My name is João Pedro Nunes, I am a psychologist and coordinator at an institution for juvenile delinquents and socially disadvantaged adolescents.
I live in Portugal, Azores Archipelago, on the island of São Miguel.
Why collages? How did you start to do them? Did it take long to find your own ”style” and level you were comfortable on?
I make collages because I wanted to be a writer. But with collages the results are more immediate, sometimes more free of constraints. Collage is like poetry. Sometimes it rhymes, sometimes it doesn’t. But the force of the message is undeniable. I could paint, but the collages, because they have more means of execution, can give the works even more interpretive freedom.
I started making collages in March 2021. It took me a few months to be able to apply and work with the elements I identified with. The process was very natural, experimenting with different media, formats, and aesthetics. As if it were some kind of game.
Your works being so layered and hectic vivid, where there is you? Which elements reflect you the most?
I was always anxious. My bitten nails are proof of that. And I don’t like to look at the world, at people, and at the relationships between spaces in a simplistic way. So, I think these two main beams guide my work and are always present. My works have layers, like skins on skins, things within things, sometimes hidden underneath, “lurking”. And they have their frantic dose of elements, sometimes of contrasting and clashing realities.
Do you have any creative rituals? How do you maintain your creative flow?
It’s not quite a ritual, but a common procedure. I make notes of ideas, stimuli, or themes throughout the day. And I get on the computer to make art at night after my two-year-old goes to bed. There is not a day when I do not work on some piece.
Can you name a specific song that would reflect your works? And then, why that song? What kind of threads do you find between the song and your works?
I could get lots of songs that have served as a soundtrack for the stories contained in the collages. But to give you a recent song, SEKWAR, from the album “The Apple Drop”, by the band Liars. This song appeals to some sort of uprising or revolution that’s happening. But narrated as if it were a memory.

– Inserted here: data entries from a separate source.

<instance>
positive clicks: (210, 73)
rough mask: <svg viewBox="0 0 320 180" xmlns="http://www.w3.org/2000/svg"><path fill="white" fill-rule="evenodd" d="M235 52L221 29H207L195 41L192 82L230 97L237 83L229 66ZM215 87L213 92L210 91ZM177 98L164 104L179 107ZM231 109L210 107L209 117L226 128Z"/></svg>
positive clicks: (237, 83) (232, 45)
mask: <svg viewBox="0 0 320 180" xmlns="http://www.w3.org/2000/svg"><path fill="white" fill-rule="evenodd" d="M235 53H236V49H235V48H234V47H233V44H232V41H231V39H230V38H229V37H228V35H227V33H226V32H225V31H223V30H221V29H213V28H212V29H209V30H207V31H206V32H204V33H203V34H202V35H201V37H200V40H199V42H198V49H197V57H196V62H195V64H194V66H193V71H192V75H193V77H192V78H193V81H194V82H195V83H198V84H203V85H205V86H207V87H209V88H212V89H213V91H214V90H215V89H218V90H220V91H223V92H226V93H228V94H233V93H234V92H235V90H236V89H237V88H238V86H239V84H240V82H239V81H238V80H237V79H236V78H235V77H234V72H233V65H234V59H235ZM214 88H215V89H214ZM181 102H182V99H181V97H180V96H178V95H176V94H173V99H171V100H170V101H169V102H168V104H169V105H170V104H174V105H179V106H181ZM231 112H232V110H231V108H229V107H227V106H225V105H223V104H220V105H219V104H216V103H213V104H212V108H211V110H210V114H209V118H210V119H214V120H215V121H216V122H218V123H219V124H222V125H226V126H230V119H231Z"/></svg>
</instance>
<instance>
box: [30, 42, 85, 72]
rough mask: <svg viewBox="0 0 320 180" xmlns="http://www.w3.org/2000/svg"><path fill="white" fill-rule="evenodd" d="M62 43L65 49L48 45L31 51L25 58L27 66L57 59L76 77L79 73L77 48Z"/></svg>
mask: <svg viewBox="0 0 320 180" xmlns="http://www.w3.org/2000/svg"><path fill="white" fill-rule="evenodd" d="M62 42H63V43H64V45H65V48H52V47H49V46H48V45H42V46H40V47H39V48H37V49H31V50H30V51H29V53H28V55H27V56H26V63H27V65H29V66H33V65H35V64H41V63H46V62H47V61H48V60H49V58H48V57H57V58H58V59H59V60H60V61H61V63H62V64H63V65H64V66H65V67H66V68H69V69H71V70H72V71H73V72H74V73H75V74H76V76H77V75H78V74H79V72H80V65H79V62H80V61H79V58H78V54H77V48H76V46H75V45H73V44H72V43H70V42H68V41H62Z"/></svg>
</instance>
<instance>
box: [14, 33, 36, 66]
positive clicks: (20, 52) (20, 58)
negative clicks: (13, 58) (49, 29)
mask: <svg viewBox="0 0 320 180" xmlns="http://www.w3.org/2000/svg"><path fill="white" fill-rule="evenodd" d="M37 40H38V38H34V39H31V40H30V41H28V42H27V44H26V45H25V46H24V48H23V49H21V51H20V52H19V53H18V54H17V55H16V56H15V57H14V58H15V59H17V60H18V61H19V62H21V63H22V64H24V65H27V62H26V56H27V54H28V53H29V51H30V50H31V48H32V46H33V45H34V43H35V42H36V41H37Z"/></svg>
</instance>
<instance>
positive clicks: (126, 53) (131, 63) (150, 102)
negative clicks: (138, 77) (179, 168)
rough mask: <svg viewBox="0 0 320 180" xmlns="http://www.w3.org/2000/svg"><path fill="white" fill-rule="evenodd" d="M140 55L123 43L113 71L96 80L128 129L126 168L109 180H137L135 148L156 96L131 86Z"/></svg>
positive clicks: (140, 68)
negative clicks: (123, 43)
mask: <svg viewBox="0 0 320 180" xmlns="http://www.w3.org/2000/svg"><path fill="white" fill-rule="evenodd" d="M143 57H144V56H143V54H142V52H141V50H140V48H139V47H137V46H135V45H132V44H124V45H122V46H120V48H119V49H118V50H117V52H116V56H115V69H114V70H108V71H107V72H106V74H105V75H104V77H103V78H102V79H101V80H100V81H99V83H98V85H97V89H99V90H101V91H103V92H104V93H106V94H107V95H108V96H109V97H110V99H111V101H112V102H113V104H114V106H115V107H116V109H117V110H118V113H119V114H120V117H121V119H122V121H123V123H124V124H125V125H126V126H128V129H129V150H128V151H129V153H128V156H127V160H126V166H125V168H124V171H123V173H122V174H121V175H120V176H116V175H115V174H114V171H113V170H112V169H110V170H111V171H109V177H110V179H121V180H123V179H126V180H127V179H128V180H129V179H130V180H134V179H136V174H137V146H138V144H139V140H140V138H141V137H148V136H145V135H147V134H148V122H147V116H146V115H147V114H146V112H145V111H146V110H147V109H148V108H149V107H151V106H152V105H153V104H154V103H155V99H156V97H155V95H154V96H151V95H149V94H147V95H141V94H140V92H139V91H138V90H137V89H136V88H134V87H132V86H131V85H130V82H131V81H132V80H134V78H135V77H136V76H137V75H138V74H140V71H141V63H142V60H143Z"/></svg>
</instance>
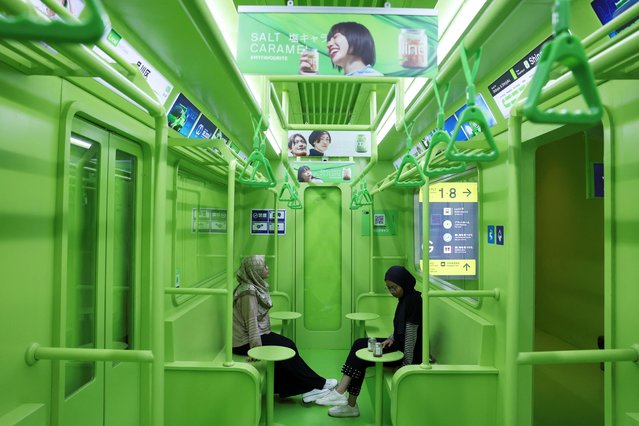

And musically it has a dark tone, poorly lit, with variations in the tempo of the music that I like a lot and, I think, help to make things more complex. Liars’ music is awesome.
How long does it take you to make an artwork, and do you work on several at a time?
It depends. Sometimes it comes out all at once, in a short time, in one night. Other times it takes longer. Whenever it takes a long time, in my opinion, it’s because the idea may not be the most appropriate or the approach needs to be modified.
Do you work on multiple pieces at the same time or simply focus on one?
Sometimes I work on multiple pieces because some ideas come to me, certainly works better elsewhere. The problem with working on several pieces at the same time is the love we put into each one. We shouldn’t take the risk of falling in love without “ending” the previous relationship.
What’s your idea of the perfect artwork?
Perfect artwork should never be perfect. It must contain in itself the error or failure, even if consciously. It should also be able to be disconcerting and leave you thinking about other matters, outside the direct scope of the work.
If you compare your very first works to your very latest ones, what is the biggest difference? What has changed?
At first, I think I limited myself to putting cut-out characters in contexts. I sought to re-signify a photograph, to tell a possible story in a given space-time. However, a lot has changed. Because I take more risks. It would be very easy (and it’s always an engagement success on Instagram) to put a butterfly in front of a human face…
Even though this continues to be quite beautiful, I find it reductive. That’s why I think we should try to find new ways to transform realities, faces, and concepts, with double meanings, irony, nonsense, embracing incongruity and inconsistency.
If you should describe your art with one word, what would it be?
Dilations (the action or condition of becoming or being made wider, larger, or more open).